Monday, October 6, 2008

Home again, home again. . .

Back to the blog!
We had a great time in Europe. It was great to see my buddy and his family, and we really appreciated his first-class tour. Of course we did the touristy stuff. Here we are at St. Stephen's Basillica:

And we also spent a few nights just hanging out on the back patio, American-style.
But, of course, the main highlight of our trip was Oktoberfest! We were there for opening day,
and we enjoyed as much beer and pork products as we could get our hands on! When they roll it in by the cart. . .

and serve it up by the litre. . .

You just can't help yourself but to have a good time!

Monday, September 8, 2008

No Place Like Home

I am leaving for Europe in a few days. While I am certainly excited about the trip, my mind is on other things as well.

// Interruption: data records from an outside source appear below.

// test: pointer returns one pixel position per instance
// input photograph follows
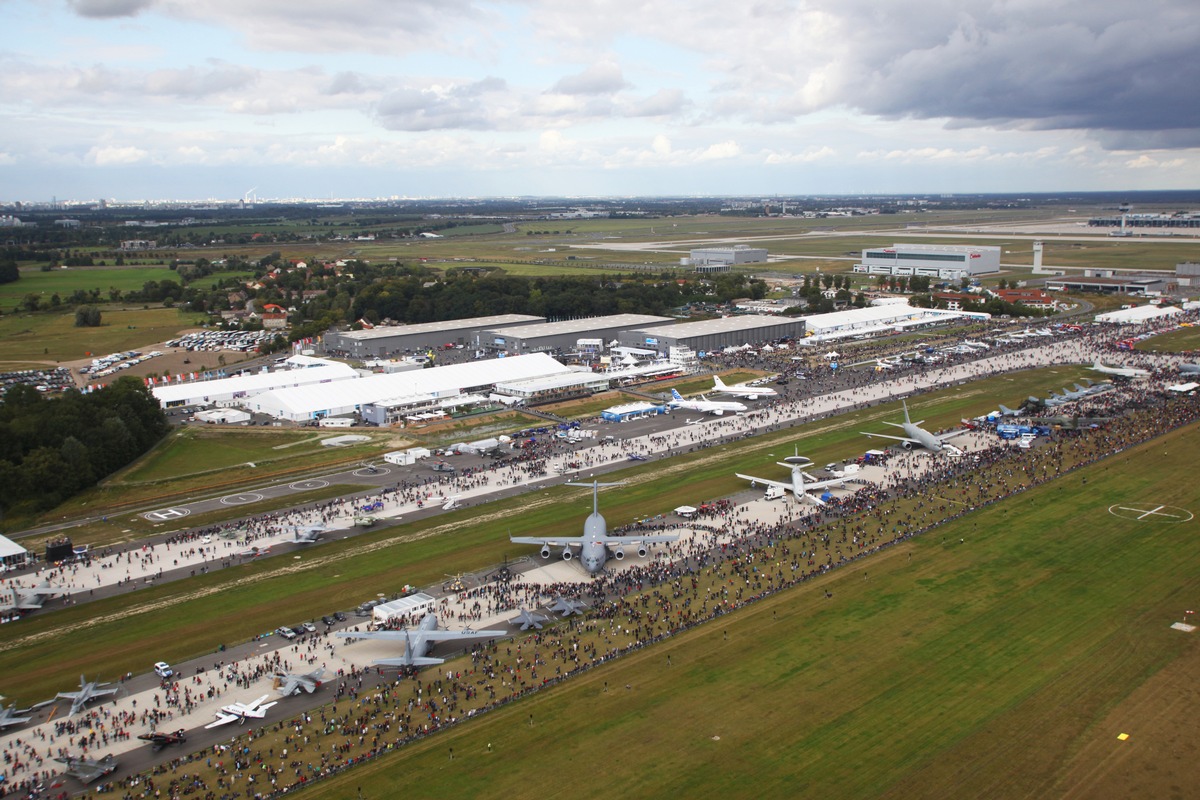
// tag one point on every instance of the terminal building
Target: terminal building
(941, 262)
(714, 335)
(723, 259)
(298, 371)
(387, 340)
(403, 392)
(563, 336)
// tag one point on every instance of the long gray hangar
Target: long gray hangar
(917, 435)
(418, 643)
(801, 485)
(595, 543)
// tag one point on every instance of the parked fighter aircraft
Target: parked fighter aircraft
(742, 390)
(418, 643)
(240, 711)
(1121, 372)
(565, 606)
(799, 486)
(595, 543)
(527, 619)
(88, 692)
(917, 435)
(159, 739)
(288, 684)
(703, 404)
(85, 770)
(28, 599)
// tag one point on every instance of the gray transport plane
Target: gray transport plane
(917, 435)
(595, 543)
(288, 684)
(418, 643)
(88, 692)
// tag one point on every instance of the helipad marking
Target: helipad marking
(1162, 513)
(163, 515)
(241, 499)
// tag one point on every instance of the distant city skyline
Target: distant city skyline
(160, 100)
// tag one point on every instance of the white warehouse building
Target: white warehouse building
(942, 262)
(436, 384)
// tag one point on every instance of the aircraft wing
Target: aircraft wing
(888, 435)
(553, 541)
(223, 719)
(765, 481)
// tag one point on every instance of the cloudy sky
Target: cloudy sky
(210, 98)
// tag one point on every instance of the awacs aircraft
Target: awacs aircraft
(418, 643)
(159, 739)
(88, 692)
(1121, 372)
(595, 543)
(799, 486)
(706, 405)
(85, 770)
(240, 711)
(917, 435)
(28, 599)
(742, 390)
(288, 684)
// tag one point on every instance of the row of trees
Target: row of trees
(52, 447)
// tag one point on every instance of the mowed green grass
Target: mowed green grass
(46, 337)
(66, 281)
(971, 668)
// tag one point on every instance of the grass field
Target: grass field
(46, 337)
(66, 281)
(1002, 666)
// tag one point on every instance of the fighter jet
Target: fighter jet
(88, 692)
(565, 606)
(1121, 372)
(28, 599)
(418, 643)
(799, 486)
(527, 619)
(917, 435)
(85, 770)
(288, 684)
(160, 739)
(240, 711)
(742, 390)
(706, 405)
(595, 545)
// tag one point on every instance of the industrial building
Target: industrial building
(723, 259)
(709, 335)
(387, 340)
(403, 392)
(298, 371)
(941, 262)
(563, 336)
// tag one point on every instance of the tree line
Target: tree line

I seem to spend a lot of my evenings and weekends working around the house lately. I have been building cactus gardens and flower beds and creating a "jungle" that will provide privacy and a pleasant atmosphere in years to come. While most people in my shoes would be dreaming of the architecture, aromas and experiences that overseas travel will bring, I find myself dreaming of elephant ears and banana plants and birds of paradise!

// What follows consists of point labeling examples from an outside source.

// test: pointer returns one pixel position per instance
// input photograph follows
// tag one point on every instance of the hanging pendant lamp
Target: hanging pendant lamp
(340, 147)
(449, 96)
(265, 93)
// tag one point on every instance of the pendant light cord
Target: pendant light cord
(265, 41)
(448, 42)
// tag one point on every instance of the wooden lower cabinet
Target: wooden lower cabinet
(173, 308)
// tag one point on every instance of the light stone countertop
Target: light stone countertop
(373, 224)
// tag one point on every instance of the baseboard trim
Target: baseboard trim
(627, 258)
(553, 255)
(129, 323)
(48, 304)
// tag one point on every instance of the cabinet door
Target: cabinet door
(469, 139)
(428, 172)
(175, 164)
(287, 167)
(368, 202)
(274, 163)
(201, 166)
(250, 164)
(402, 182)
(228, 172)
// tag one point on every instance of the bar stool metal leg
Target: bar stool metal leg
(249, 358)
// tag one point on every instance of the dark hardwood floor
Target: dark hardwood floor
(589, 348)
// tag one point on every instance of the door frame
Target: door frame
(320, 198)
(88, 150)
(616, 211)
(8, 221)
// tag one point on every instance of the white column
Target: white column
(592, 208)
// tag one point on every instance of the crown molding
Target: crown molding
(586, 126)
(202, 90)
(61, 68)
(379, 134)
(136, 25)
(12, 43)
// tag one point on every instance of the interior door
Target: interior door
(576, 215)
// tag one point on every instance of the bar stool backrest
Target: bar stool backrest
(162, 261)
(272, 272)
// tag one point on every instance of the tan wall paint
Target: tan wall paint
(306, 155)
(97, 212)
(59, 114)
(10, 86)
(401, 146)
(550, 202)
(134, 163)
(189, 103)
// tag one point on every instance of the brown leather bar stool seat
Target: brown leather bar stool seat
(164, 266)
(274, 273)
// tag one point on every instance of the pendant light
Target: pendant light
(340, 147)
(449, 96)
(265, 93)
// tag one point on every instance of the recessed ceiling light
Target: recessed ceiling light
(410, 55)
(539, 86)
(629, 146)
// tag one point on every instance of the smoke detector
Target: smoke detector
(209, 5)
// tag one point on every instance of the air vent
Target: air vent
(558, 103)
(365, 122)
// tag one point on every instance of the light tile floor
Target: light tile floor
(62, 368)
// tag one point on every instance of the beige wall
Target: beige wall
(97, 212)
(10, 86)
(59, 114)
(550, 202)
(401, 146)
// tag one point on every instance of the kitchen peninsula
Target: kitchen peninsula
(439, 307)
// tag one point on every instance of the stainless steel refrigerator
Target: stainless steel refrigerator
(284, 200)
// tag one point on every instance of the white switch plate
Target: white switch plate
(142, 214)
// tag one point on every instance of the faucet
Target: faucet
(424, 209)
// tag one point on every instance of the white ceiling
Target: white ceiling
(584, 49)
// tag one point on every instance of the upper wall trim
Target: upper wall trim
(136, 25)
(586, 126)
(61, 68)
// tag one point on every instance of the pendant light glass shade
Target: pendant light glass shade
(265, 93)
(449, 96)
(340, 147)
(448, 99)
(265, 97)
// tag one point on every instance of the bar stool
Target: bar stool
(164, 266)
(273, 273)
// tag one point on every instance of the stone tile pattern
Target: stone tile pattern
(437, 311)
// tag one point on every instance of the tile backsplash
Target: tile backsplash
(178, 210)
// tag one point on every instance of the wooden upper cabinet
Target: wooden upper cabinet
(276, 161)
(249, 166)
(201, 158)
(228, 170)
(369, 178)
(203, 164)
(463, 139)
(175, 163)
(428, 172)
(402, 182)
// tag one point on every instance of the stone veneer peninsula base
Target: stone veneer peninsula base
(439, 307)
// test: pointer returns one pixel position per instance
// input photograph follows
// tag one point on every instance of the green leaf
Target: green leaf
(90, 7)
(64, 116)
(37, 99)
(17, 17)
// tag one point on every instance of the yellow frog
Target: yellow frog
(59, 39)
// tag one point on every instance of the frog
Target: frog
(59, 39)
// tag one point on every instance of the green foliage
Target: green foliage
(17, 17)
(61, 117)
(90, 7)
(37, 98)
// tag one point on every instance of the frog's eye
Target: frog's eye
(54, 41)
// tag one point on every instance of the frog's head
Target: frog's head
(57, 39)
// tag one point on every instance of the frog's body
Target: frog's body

I guess you could say I am "putting down my roots" in our home in Spicewood. I know we'll call that place "home" for many years to come, and I look forward to it. When it comes time to board the plane and go see the sights in Hungary, Austria and Germany, I know I'll be ready. For now, though, I have a greater understanding of the phrase, "There's no place like home."

Monday, August 11, 2008

Time for a shower. . .

Don't miss the Perseid Meteor shower. Peak viewing is on the night of August 12th into the morning of the 13th. 

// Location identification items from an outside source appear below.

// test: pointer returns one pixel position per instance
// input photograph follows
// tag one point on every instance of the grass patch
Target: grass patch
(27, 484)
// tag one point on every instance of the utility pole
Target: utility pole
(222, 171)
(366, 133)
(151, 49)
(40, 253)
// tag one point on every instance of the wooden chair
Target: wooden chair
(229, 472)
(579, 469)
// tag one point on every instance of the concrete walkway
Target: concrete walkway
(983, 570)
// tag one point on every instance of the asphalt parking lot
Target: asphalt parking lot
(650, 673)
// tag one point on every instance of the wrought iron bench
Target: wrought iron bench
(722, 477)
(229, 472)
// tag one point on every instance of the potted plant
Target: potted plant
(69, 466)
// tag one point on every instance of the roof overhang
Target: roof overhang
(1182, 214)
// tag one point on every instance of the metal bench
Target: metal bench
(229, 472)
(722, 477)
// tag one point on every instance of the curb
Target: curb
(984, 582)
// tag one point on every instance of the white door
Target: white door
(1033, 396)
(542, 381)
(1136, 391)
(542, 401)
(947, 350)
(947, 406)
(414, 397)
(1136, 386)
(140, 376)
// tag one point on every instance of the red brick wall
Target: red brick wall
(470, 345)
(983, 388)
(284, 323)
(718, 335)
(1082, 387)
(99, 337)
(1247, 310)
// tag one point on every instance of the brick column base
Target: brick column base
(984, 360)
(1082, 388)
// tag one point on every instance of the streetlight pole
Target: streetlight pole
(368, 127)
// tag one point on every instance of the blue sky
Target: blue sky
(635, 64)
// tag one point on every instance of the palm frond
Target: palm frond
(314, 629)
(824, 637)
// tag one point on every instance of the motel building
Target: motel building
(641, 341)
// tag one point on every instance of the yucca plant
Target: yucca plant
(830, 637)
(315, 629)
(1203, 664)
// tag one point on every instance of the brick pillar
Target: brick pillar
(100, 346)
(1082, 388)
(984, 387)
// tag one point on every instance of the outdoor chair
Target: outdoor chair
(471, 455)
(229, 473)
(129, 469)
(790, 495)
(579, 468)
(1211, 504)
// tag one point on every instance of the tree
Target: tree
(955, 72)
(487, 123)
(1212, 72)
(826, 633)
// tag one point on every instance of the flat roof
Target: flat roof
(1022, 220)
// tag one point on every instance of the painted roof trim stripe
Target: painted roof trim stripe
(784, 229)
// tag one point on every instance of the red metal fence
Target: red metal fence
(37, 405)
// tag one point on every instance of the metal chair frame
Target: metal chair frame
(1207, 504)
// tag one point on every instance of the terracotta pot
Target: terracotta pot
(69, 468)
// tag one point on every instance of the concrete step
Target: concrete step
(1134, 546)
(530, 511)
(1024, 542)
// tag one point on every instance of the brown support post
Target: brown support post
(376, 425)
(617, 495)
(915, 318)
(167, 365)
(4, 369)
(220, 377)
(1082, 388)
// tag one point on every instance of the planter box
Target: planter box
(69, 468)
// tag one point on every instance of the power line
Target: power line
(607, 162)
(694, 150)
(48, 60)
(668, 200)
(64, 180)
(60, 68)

The Perseids are remnants from the comet Swift-Tuttle and are named for the constellation Perseus. Just like train tracks seem to come together at the horizon, 'shooting stars' of a meteor shower also seem to originate from a single point. In this case, they seem to emanate from the stars that make up the constellation Perseus.
a perseidf meteor

Meteors are small pieces of rock and dirt varying in size from tiny dust particles to sand grains with an occasional pebble thrown into the mix. When a comet travels through our solar system, the sun heats the comet causing some evaporation. The comet leaves behind a dust trail. When the earth's orbit travels through such a trail, the dust hits our atmosphere at a great speed causing it to burn up. Often, these meteor showers are recurrent and predictable to a certain degree. 

The Perseid meteor shower is an annual event but the intensity of this year's shower (how many shooting stars per hour) is uncertain. Under a dark sky, 60 - 100 per hour is typical for this shower. However, there are indications this year's Perseids might be a lot better (say 300 an hour). There is always a tiny chance for a spectacular event with 1000's or more per hour, but don't count on it! 

The moon cooperates nicely this year for the Perseid Meteor shower. Although the moon is a fat waxing gibeous, it is far to the south and will set early enough to have several hours of good observing before the Sun rises. If the sky is clear and you are away from city lights, conditions should be ideal for observing. The darker the spot you can find the better. Also, make certain you have a clear view of (especially) the North-North Eastern sky.

Unfortunately, for most, the best time to observe meteor showers is very early in the morning with the peak around 3 a.m. But with meteor showers things are always uncertain, and you might catch a terrific show before midnight. 

Wednesday, June 25, 2008

I Scream, You Scream. . .

We all scream for ICE CREAM!! And here's a great way to satisfy your sweet tooth and help a good cause. . .

On Thursday, June 26, from 6-9 p.m., Ben & Jerry's in Westlake will be donating 25 percent of its proceeds to the Austin Valkyrie's Women's Rugby Club. The money will be used to help the team with uniforms, transportation and gear for the next season. Members of the team will be at Ben & Jerry's Thursday night to thank you for your support!

It's not every day that you'll have a chiropractor suggesting that you ice cream, but I love Austin, my wife loves ice cream, and we both love anything that gets people on their feet and moving around like rugby.  Giving to a good cause has never been so delicious!